The fact that you and your husband have had tand managed this frustration in non-complimentary sexual patterns for 8 years says much about your relationship.

Non-complimentary sexual patterns in relationships are very common. You rarely ever find a couple where both partners what sex equally as often and always at the same time of day. It may be helpful for you to know that especially at night, when men are sleeping, the body in essence runs "checks" which includes peaks in testosterone a number of times during the night an early morning as well as men experiencing a number of nocturnal erections throughout the night as well as morning. Thus it is not all that uncommon for men to desire sexual encounters during these times should they wake to it.

What is important though is that as a couple you need to have an open and honest discussion about this and come to a mutually agreed upon understanding that suites you both. It is also absolutely healthy and normal for your husband to masturbate at times to releive his sexual tension if it is at a time that is not convenient for both of you to have sex.

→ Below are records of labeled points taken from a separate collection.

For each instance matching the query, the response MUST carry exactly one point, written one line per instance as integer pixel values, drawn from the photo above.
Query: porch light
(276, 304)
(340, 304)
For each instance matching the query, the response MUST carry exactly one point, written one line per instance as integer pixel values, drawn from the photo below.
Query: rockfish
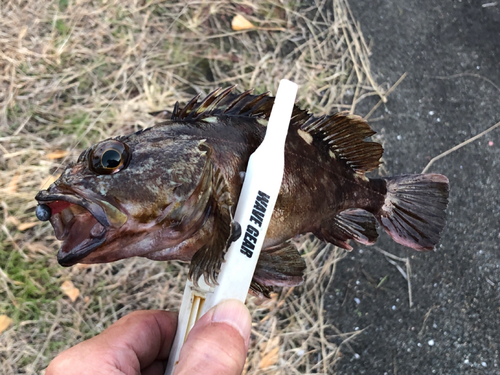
(169, 192)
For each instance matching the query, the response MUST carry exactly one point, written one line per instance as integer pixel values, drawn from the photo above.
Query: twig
(440, 156)
(386, 95)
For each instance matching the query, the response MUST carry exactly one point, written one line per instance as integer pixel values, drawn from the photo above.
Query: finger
(132, 343)
(149, 334)
(218, 342)
(155, 368)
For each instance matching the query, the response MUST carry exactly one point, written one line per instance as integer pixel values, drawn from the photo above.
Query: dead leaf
(23, 33)
(70, 290)
(5, 322)
(49, 181)
(58, 154)
(270, 358)
(12, 186)
(241, 23)
(24, 226)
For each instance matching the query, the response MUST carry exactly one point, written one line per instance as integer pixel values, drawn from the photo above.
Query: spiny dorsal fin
(224, 102)
(345, 135)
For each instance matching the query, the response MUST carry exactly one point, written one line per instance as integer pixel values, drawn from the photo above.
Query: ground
(451, 54)
(74, 72)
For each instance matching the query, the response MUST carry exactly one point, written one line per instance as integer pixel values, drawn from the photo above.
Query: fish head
(128, 196)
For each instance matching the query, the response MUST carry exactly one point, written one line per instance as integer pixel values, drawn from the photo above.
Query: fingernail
(234, 313)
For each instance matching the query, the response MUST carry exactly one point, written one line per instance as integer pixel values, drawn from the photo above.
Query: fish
(169, 192)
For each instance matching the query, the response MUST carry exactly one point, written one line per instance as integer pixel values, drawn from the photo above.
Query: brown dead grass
(73, 72)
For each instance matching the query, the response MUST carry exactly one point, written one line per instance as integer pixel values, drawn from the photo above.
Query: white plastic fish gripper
(262, 184)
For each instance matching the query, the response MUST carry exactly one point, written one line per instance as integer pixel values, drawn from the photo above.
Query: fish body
(169, 192)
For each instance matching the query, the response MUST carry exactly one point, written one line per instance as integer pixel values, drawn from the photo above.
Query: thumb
(218, 342)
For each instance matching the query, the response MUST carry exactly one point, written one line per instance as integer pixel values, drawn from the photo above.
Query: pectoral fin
(207, 260)
(280, 265)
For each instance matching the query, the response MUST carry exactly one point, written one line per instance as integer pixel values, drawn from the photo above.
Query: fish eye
(109, 157)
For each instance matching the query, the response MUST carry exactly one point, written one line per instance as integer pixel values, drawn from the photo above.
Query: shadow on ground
(451, 53)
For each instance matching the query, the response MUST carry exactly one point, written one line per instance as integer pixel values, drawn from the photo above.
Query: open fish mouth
(79, 223)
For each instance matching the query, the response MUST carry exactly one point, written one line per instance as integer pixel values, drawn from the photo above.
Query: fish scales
(169, 192)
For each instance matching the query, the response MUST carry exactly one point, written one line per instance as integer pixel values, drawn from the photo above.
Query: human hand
(140, 342)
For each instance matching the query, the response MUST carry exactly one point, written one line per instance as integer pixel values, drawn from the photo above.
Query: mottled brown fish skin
(169, 192)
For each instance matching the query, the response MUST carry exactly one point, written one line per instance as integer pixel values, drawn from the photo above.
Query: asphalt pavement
(450, 51)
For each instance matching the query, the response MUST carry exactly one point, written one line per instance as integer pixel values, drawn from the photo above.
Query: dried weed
(75, 71)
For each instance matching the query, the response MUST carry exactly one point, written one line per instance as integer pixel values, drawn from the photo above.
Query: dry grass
(73, 72)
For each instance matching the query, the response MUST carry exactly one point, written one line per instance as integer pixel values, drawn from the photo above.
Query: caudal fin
(413, 213)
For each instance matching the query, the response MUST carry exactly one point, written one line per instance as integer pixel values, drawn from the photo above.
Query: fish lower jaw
(80, 232)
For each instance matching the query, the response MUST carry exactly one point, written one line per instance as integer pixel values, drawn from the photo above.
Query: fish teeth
(97, 230)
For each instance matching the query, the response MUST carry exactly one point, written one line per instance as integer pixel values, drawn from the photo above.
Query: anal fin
(358, 225)
(279, 265)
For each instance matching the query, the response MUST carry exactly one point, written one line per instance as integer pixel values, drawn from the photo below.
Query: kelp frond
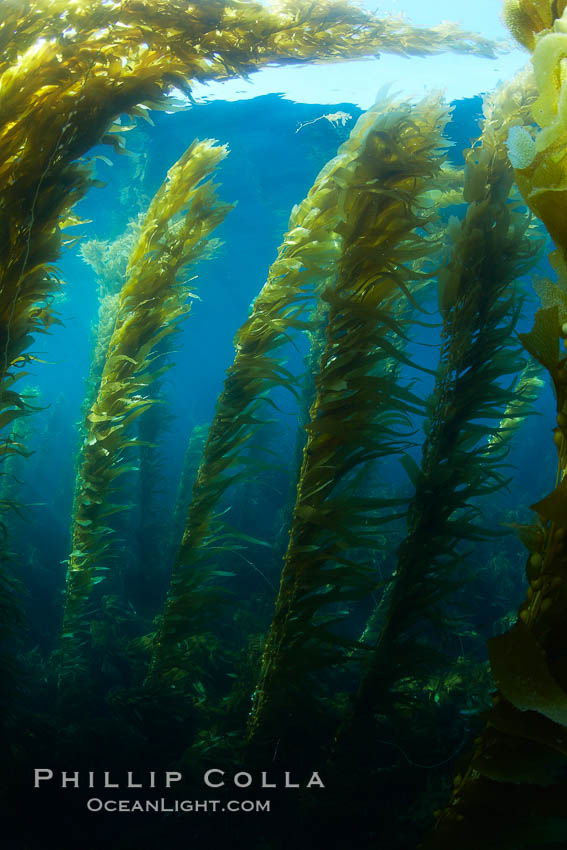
(526, 18)
(519, 761)
(491, 247)
(306, 259)
(360, 410)
(67, 73)
(152, 302)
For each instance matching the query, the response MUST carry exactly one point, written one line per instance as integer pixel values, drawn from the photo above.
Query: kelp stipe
(510, 793)
(69, 71)
(152, 302)
(360, 411)
(461, 462)
(305, 260)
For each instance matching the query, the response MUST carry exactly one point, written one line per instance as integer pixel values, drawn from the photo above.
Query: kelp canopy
(361, 661)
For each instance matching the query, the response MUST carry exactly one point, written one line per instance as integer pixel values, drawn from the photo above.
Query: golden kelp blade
(69, 70)
(490, 248)
(526, 18)
(152, 302)
(360, 411)
(511, 789)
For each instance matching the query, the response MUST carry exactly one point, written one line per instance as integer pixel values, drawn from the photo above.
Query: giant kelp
(305, 260)
(510, 792)
(98, 60)
(68, 71)
(152, 302)
(460, 461)
(360, 410)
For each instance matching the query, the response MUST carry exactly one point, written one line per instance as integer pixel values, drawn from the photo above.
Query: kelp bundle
(461, 461)
(67, 71)
(360, 410)
(511, 791)
(152, 302)
(305, 260)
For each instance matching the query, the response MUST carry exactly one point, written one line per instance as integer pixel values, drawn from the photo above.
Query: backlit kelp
(461, 463)
(360, 411)
(67, 72)
(350, 296)
(305, 260)
(510, 792)
(152, 302)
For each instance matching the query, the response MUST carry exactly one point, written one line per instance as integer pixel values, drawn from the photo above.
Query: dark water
(271, 167)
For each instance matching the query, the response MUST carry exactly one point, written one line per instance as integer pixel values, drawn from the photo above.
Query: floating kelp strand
(360, 410)
(151, 304)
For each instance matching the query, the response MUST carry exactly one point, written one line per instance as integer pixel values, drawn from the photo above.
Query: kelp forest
(289, 568)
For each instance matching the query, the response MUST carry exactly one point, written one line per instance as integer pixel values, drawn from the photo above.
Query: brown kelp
(360, 411)
(305, 259)
(491, 248)
(152, 302)
(510, 791)
(68, 71)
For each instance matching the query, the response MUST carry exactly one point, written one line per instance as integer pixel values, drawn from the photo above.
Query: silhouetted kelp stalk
(461, 461)
(360, 411)
(511, 791)
(305, 259)
(152, 302)
(68, 71)
(527, 390)
(191, 461)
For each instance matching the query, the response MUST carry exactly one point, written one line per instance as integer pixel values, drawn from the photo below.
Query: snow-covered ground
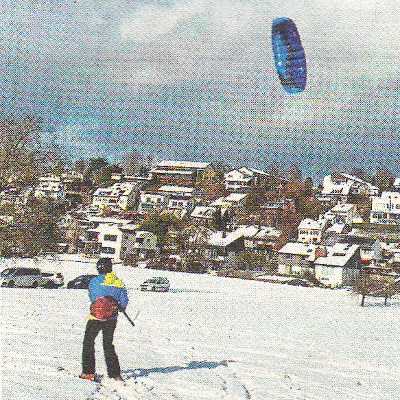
(208, 338)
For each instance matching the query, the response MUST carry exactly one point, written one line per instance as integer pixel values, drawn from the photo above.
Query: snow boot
(90, 377)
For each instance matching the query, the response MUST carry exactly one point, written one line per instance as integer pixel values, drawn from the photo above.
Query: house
(259, 238)
(119, 196)
(51, 187)
(181, 172)
(203, 214)
(233, 200)
(178, 200)
(311, 231)
(221, 246)
(298, 258)
(340, 186)
(142, 244)
(386, 209)
(342, 213)
(339, 266)
(117, 241)
(242, 179)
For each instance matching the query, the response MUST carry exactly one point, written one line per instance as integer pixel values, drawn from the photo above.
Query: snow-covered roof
(338, 255)
(343, 207)
(302, 249)
(172, 188)
(202, 212)
(182, 164)
(171, 172)
(308, 223)
(336, 228)
(223, 239)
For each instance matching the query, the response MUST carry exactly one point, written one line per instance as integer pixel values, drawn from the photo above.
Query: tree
(132, 163)
(33, 230)
(294, 172)
(383, 178)
(102, 176)
(360, 173)
(20, 156)
(94, 164)
(375, 284)
(160, 224)
(80, 165)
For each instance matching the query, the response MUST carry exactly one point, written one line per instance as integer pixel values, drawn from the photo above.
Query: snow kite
(289, 56)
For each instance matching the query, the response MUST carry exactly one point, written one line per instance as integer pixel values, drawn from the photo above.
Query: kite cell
(289, 56)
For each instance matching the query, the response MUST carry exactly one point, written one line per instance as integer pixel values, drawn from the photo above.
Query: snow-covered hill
(208, 338)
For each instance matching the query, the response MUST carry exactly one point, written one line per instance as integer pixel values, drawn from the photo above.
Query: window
(108, 250)
(111, 238)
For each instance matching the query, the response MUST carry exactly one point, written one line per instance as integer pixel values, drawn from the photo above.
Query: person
(107, 295)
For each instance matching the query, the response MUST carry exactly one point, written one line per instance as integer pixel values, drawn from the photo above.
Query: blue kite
(289, 55)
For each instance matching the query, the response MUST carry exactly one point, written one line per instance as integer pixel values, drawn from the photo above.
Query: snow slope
(208, 338)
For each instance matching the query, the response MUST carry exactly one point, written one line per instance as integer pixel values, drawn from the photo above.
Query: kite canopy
(289, 56)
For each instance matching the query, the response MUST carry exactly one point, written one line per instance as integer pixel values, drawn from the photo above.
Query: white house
(50, 186)
(386, 208)
(178, 200)
(116, 241)
(342, 213)
(233, 200)
(340, 186)
(311, 231)
(340, 265)
(297, 258)
(203, 213)
(242, 179)
(120, 195)
(142, 244)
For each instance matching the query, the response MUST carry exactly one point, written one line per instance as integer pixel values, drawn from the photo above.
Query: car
(80, 282)
(52, 279)
(30, 277)
(155, 284)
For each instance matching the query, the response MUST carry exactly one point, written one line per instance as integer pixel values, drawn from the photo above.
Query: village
(247, 223)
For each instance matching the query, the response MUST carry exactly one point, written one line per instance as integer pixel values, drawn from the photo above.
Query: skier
(107, 295)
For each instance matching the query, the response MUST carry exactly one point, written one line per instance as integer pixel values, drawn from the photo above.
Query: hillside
(208, 338)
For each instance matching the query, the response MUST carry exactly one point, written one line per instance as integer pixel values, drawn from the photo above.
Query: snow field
(208, 338)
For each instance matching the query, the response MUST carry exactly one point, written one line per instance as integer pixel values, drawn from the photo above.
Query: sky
(195, 79)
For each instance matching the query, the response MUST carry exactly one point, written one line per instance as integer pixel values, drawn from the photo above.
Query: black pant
(93, 327)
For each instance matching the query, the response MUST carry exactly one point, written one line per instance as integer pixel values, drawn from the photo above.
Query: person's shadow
(138, 372)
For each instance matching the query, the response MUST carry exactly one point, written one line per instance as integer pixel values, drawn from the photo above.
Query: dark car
(81, 282)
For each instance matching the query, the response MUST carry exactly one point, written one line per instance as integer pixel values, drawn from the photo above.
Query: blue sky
(195, 79)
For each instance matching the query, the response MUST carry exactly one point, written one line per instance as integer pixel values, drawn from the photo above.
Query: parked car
(81, 282)
(156, 284)
(52, 279)
(30, 277)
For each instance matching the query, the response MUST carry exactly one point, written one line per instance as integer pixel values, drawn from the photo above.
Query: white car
(156, 284)
(30, 277)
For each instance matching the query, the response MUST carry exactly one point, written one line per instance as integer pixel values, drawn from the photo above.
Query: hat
(104, 265)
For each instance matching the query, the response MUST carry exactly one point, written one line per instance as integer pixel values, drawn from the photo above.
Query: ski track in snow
(209, 338)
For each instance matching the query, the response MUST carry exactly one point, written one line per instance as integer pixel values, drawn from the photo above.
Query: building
(311, 231)
(117, 241)
(51, 187)
(339, 187)
(298, 258)
(181, 172)
(177, 200)
(386, 208)
(233, 200)
(339, 266)
(342, 213)
(119, 196)
(221, 246)
(203, 214)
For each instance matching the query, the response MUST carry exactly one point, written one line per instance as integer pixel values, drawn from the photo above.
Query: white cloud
(221, 17)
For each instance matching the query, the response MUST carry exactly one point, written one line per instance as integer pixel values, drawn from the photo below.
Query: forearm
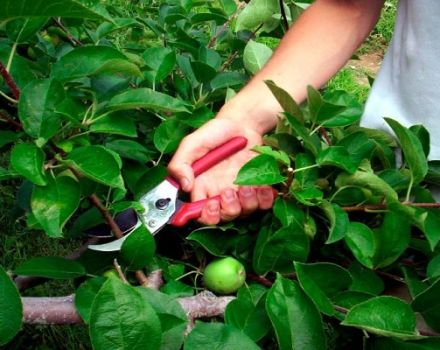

The information provided does not constitute a diagnosis of your condition. You should consult a medical practitioner or other appropriate health care professional for a physical exmanication, diagnosis and formal advice. Health24 and the expert accept no responsibility or liability for any damage or personal harm you may suffer resulting from making use of this content.

Our users say:
Posted by: TT | 2010-07-16

i bet you never use to have problems when he woke you up before you guys got married....

Reply to TT
Posted by: anon | 2010-07-16

This is just a matter of consideration. You hubby should respect your need for sleep. Its possible that its a power issue for him, ie, the power of being able to wake you up then have sex with you...I note that you never called it making love?

Maybe you need to plan it, that one night a week he can wake you up and make a game of it. But other than that it should be in " normal'' hours when you BOTH can function and enjoy a healthy lovemaking session.

He is just being selfish and controlling, thats the bottom line in my view.